Der Glaube an die Richtigkeit der eigenen Argumente
Dass es aber Sinn ergibt, bedurfte eines Gefühls und dem Glauben an dessen Richtigkeit. Dieser Glaube ist unmittelbar, also nicht durch Argumente bedingt. Man könnte auch sagen, Argumente machen nur innerhalb des richtigen Koordinatensystems Sinn. Dieses Koordinatensystem – auch Weltbild genannt – steht jedoch, eben dadurch, dass es einer bestimmten Argumentation Überzeugungskraft verleiht, außerhalb dieser Argumentation. Nicht umsonst ist es ein Grundsatz der Rhetorik: Nicht Fakten und Daten zählen. Vielmehr muss man seinen Zuhörern das Gefühl geben, Recht zu haben.

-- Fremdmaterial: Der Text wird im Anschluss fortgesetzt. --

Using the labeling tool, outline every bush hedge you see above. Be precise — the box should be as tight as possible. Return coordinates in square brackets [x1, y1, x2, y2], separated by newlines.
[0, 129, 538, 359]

So gehen doch beide Diskussionspartner mit dem Gefühl auseinander, Recht behalten zu haben. Den Menschen geht es primär nicht darum, Recht zu haben. Hierin unterscheiden sich Rechte und Linke nicht grundlegend – beide wollen Recht behalten. Wird eine solche „Diskussion“ vor Publikum ausgetragen, gibt es danach immer noch dieselben beiden Gruppen. Freilich kommt ein Wechsel der Fronten bisweilen vor; die Meisten werden demgegenüber auch nach der Konfrontation mit den Argumenten der Gegenseite auf dem bisher vertretenen Standpunkt beharren, schlicht und ergreifend, weil die „Argumente“ des anderen nicht verstanden, sie zumindest nicht als überzeugend befunden wurden.